Es waren eigentlich für mich und meine Frau keine Ferien, aber unser Sohn kam so bei seinen Grosseltern zum Intensiv-Schweizerdeutsch-Kurs.
Mittlerweile hat sich die Coronasituation vielerorts beruhigt. Wie geht es mit Dir und wie geht es mit dem «Cirque du Soleil» weiter?
Mittlerweile ergab sich für den «Cirque du Soleil» eine Lösung, und die künstlerische Leiterin hat mit mir Kontakt für eine Fortsetzung des Engagements aufgenommen. Unterschrieben ist aber noch nichts, ausserdem habe ich eine weitere Anfrage von einem Unternehmen in Quebec bekommen. Dort hätte ich die spannende Möglichkeit, in Varieté-Theatern in Europa zu spielen. Das Angebot kam vom «Machine du Cirque», einer Artistentruppe aus Quebec.
Zirkus scheint in Kanada – anders etwa im Vergleich zur Schweiz, wo die kleinen Zirkusse Mühe haben – immer noch ein Business zu sein?
Ja, für Zirkus ist Québec ein gutes Pflaster, es gibt viele Produktionen, die von dort aus nach Europa oder in die Staaten gehen für Auftritte. Es gibt sicher ein gutes Dutzend, die in Europa und in den USA touren. Montreal und Québec – diese beiden Städte sind wie Laboratorien für die Zirkuswelt. In beiden Orten gibt es Schulen, die Produktio-nen werden gefördert, es gibt Festivals. In Montreal steht auch eine runde Halle, wie ein Zirkuszelt – einzigartig in Nordamerika. Und die Halle steht neben dem «Cirque du Soleil»-Hauptquartier und einer Zirkusschule.
Ein Projekt ist ja auch Dein eigenes Soloprogramm …
… Genau. Ich habe ja als Solo-Strassenkünstler begonnen, und ich kann mir auch gut vorstellen, wieder als Kleinkünstler unterwegs zu sein. Bis anhin hatte ich zu wenig Zeit, ein eigenes Programm zu entwickeln. Aber in den letzten paar Monaten konnte ich meine eigene «Baushow» etwas verfeinern. Zudem war ich auch immer im elektronischen Austausch mit Künstlern in Kanada und habe da wertvolles Feedback erhalten – so etwas wie eine Clown-Selbsthilfegruppe.

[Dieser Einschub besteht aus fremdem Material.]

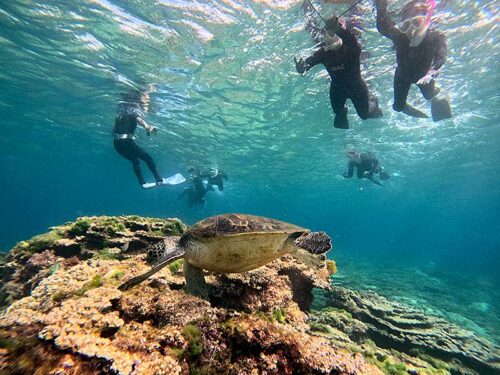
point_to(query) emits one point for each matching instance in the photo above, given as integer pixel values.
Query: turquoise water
(227, 96)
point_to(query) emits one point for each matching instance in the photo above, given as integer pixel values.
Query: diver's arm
(350, 170)
(149, 128)
(374, 181)
(303, 66)
(441, 52)
(385, 25)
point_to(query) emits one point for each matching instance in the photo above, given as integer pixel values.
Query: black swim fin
(413, 112)
(440, 109)
(341, 121)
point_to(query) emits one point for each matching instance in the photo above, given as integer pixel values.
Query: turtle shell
(237, 242)
(233, 224)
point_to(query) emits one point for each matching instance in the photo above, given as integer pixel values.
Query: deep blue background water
(226, 95)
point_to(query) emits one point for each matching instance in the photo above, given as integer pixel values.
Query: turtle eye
(296, 235)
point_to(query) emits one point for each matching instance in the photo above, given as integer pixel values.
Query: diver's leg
(126, 149)
(401, 90)
(338, 98)
(365, 107)
(195, 281)
(143, 155)
(440, 107)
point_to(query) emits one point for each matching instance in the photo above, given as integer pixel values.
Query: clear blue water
(227, 96)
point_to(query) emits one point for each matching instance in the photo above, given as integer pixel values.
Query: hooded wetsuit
(343, 66)
(125, 125)
(365, 167)
(413, 63)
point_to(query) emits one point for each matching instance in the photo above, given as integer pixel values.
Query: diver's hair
(410, 8)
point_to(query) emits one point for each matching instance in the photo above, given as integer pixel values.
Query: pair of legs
(357, 91)
(440, 107)
(132, 152)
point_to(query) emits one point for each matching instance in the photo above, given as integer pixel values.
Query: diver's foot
(440, 109)
(341, 121)
(413, 112)
(374, 110)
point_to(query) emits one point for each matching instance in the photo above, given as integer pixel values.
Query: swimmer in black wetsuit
(366, 165)
(420, 53)
(129, 115)
(340, 54)
(197, 191)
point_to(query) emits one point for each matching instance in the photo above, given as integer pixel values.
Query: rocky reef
(63, 314)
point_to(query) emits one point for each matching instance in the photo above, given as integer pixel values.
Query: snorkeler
(420, 53)
(366, 165)
(129, 115)
(216, 177)
(340, 55)
(197, 191)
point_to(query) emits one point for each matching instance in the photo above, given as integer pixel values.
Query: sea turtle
(235, 243)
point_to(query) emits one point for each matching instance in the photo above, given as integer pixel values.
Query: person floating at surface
(366, 165)
(197, 191)
(129, 115)
(215, 176)
(420, 52)
(340, 54)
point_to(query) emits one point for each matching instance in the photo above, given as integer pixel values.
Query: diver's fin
(440, 109)
(174, 255)
(413, 112)
(341, 121)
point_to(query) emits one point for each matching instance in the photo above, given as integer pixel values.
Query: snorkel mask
(332, 40)
(354, 156)
(416, 18)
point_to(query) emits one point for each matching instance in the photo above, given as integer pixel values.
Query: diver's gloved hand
(151, 129)
(428, 77)
(300, 65)
(332, 25)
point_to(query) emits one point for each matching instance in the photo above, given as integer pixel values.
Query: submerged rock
(65, 315)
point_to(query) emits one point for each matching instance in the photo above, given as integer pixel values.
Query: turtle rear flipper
(311, 260)
(171, 257)
(314, 242)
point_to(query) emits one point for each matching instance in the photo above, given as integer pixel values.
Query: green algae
(96, 282)
(176, 266)
(195, 347)
(80, 226)
(279, 314)
(37, 244)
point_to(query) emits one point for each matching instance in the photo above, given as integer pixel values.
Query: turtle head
(314, 242)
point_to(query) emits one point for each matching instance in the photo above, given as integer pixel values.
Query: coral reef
(64, 314)
(366, 315)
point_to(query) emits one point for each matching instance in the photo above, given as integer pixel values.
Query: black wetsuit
(413, 63)
(343, 66)
(126, 123)
(365, 168)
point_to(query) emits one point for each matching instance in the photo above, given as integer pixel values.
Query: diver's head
(384, 175)
(415, 20)
(353, 155)
(332, 40)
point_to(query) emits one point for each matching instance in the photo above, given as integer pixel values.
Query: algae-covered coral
(65, 315)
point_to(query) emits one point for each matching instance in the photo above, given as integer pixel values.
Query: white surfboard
(176, 179)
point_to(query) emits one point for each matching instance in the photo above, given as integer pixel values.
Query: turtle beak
(315, 242)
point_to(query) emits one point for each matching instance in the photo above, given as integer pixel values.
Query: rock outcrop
(63, 314)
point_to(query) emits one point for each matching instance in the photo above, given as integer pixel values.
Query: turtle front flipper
(195, 281)
(171, 257)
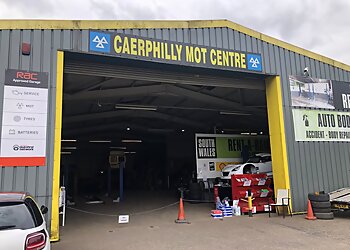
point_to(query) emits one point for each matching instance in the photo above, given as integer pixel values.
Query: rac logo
(27, 75)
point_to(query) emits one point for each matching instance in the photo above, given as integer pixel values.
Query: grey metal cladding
(312, 166)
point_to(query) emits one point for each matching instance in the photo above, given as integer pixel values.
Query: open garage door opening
(148, 118)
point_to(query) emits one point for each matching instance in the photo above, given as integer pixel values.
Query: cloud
(320, 26)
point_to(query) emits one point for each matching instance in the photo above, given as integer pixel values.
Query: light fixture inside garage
(232, 113)
(136, 107)
(131, 141)
(122, 148)
(101, 141)
(66, 153)
(69, 148)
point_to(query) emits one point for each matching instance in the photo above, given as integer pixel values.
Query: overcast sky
(322, 26)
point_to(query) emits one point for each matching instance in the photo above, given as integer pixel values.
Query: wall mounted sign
(24, 119)
(311, 92)
(319, 93)
(320, 125)
(130, 46)
(215, 151)
(341, 95)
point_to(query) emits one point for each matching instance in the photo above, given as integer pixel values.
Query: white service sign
(22, 148)
(24, 119)
(25, 106)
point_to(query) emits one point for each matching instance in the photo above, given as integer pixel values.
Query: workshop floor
(157, 230)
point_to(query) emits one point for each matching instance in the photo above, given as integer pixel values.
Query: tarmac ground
(157, 230)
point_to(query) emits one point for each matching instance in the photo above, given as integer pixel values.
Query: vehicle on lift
(22, 225)
(259, 163)
(340, 199)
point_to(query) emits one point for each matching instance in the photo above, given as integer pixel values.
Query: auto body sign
(130, 46)
(320, 125)
(215, 151)
(24, 119)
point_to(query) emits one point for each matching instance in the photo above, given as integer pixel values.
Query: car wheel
(320, 204)
(318, 197)
(325, 216)
(322, 210)
(249, 169)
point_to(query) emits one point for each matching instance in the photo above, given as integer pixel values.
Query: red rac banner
(24, 119)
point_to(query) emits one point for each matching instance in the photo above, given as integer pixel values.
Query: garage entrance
(149, 113)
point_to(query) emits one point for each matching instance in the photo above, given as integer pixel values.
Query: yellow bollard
(250, 203)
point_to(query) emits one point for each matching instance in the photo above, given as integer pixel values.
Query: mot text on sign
(130, 46)
(24, 119)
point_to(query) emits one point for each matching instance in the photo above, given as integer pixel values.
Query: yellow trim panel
(107, 24)
(277, 133)
(57, 149)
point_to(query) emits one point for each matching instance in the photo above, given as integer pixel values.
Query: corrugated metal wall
(313, 166)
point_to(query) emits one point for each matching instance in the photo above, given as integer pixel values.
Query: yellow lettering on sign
(141, 47)
(178, 50)
(189, 54)
(225, 58)
(172, 52)
(149, 47)
(197, 55)
(213, 56)
(117, 44)
(231, 55)
(219, 57)
(237, 60)
(126, 48)
(167, 55)
(156, 50)
(162, 50)
(204, 55)
(243, 64)
(133, 42)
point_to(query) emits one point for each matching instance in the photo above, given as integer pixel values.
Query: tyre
(325, 216)
(319, 197)
(249, 169)
(320, 204)
(322, 210)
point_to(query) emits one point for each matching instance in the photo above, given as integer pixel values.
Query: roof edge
(158, 24)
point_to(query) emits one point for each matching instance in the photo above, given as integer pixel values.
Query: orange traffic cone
(181, 215)
(310, 213)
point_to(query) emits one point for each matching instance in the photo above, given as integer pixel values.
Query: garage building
(164, 81)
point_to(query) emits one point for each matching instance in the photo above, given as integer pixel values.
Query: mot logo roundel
(100, 42)
(254, 62)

Vor vier Jahren haben wir auch über Dein soziales Engagement gesprochen, Du hast ja ausserdem ein Praktikum als Sozialpädagoge gemacht … Gibt es auch bald ein soziales Clownprojekt von Jan Dutler?
Ein eigenes Projekt ist noch ganz in der Schwebe. Aber auf der Tournee mit dem «Cirque du Soleil» gaben wir immer wieder Workshops, etwa für Jugendliche in Russland oder in Zirkusschulen für Waisenkinder. Wir suchen immer den Kontakt zu speziellen Zirkusschulen für Benachteiligte.
Aber man sieht Dich bald wieder auf der Bühne oder in der Manege?
Ab 2022 bestimmt wieder auf einer Tournee, wo, ist wie erwähnt noch in der Schwebe. Zudem möchte ich meine Soloshow finalisieren und vielleicht mal einen «Rohling» entwicklen und präsentieren – und diesen dann gerne auch in der Schweiz aufführen. Auf das bin ich fast mehr «scharf», als wieder im «Cirque du Soleil» aufzutreten, denn die Rolle dort ist schon sehr vorgegeben und lässt wenig Spielraum.
Am 27. Juni flog Jan Dutler mit seiner Familie zurück nach Montreal. Vorerst wird er dort wieder «ga schwagere», also zusammen mit seinem Schwager als Holzbauer arbeiten. Die Umschulung seiner Frau ist Ende Jahr zu Ende, und Dutler hofft, Anfang 2022 wieder künstlerisch auf Tournee zu gehen. Mit wem entscheidet sich in den nächsten Wochen.